Takahata zeigt mit „Die letzten Glühwürmchen“ ungeschönt und schonungslos, welche weitreichende Folgen der Krieg für die unbeteiligten und unschuldigen japanischen Zivilist*innen hatte. Dabei wird die Geschichte, Ghibli- und Miyazaki-typisch, aus der Sicht von Kindern bzw. Jugendlichen erzählt. Im Gegensatz zu den anderen Genrevertretern nutzt „Die letzten Glühwürmchen“ den naiven Blick des Kindes dabei aber nur ganz selten, um in eine Fantasiewelt zu flüchten. Während Anime-Meisterwerke wie „Chihiros Reise ins Zauberland“ oder „Mein Nachbar Totoro“ beinahe vollständig aus einer kindlichen Vorstellungskraft zu entspringen scheinen, wird das Publikum in „Die letzten Glühwürmchen“ mit der erbarmungslosen Realität konfrontiert. Dadurch wirken die wenigen Fantasiemomente wie friedliche Ruhepole, die jedoch nur von sehr kurzer Dauer sind, was die Tragik der Situation nur noch mehr bestärkt. So wird erst gar nicht versucht, eine Heldengeschichte zu erzählen und auch große Charakterentwicklungen sucht man vergebens. Stattdessen gewährt Regisseur Takahata einen Einblick in das Leben zweier kriegsgeschädigter Kinder – nicht mehr, aber auch nicht weniger.

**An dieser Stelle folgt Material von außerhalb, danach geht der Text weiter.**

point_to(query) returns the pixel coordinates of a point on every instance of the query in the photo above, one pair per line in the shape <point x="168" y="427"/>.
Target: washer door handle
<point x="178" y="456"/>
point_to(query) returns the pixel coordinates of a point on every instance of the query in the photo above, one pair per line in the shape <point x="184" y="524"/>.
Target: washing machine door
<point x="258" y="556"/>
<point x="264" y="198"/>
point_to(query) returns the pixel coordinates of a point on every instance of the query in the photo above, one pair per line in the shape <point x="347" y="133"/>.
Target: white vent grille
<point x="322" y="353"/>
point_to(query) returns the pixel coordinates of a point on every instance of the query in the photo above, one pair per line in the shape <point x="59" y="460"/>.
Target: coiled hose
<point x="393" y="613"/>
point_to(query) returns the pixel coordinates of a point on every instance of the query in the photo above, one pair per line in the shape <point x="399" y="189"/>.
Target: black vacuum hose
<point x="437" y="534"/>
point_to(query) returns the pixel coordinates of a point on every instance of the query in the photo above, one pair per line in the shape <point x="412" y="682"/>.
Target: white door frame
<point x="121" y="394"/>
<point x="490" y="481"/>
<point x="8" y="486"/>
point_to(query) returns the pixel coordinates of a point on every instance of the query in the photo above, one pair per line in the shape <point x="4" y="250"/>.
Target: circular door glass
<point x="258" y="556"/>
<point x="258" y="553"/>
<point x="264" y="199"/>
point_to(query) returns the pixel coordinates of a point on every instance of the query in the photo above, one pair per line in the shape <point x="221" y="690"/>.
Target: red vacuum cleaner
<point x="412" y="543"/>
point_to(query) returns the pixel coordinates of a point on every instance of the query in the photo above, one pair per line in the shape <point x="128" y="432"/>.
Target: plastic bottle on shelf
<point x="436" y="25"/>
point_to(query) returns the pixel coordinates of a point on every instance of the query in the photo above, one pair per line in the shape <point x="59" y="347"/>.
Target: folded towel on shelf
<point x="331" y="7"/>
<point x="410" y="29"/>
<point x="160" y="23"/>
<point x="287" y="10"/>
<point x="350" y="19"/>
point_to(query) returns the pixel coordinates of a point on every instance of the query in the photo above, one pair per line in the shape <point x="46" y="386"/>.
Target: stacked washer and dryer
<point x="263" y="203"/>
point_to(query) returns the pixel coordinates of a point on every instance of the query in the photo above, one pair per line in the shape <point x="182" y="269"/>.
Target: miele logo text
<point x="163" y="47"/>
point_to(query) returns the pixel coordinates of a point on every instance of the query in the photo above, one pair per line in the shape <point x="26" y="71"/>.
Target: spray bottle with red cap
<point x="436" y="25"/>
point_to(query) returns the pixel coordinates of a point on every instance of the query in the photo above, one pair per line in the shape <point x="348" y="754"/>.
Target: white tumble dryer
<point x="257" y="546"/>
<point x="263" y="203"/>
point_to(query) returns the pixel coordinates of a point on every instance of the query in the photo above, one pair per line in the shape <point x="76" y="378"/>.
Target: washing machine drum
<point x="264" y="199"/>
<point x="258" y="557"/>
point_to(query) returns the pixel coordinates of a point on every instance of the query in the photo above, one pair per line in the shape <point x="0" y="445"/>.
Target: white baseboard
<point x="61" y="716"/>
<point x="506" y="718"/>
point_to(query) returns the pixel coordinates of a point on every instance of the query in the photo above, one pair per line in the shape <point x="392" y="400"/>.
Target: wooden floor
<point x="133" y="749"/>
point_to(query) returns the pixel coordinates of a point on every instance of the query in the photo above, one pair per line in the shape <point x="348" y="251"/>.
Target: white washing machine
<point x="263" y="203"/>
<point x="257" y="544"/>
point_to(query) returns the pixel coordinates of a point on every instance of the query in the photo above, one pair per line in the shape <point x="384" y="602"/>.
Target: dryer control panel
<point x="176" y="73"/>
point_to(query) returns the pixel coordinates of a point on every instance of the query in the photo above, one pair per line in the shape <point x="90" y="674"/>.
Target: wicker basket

"Die letzten Glühwürmchen“ bleibt in seiner Erzählung jederzeit konsequent und ist – vor allem für das Genre des Animationsfilms – von einem ungewohnt eindringlichen Ernst geprägt. Was Takahatas filmisches Werk jedoch entscheidend von anderen Antikriegsfilmen abhebt, ist die unglaubliche Feinfühligkeit, die dem 93-minütigen Anime innewohnt: Takahata schafft es durch scheinbar beiläufige, kurze Szenen, die liebevolle Beziehung der Geschwister mit einer ergreifenden Ehrlichkeit abzubilden, was regelmäßig zu Tränen rührt. So sind es Momente wie das ausgelassene Spielen am Strand oder das friedliche, stille Beobachten von Glühwürmchen, die durch die behutsame Inszenierung und den erzählerischen Kontext große emotionale Tiefe besitzen.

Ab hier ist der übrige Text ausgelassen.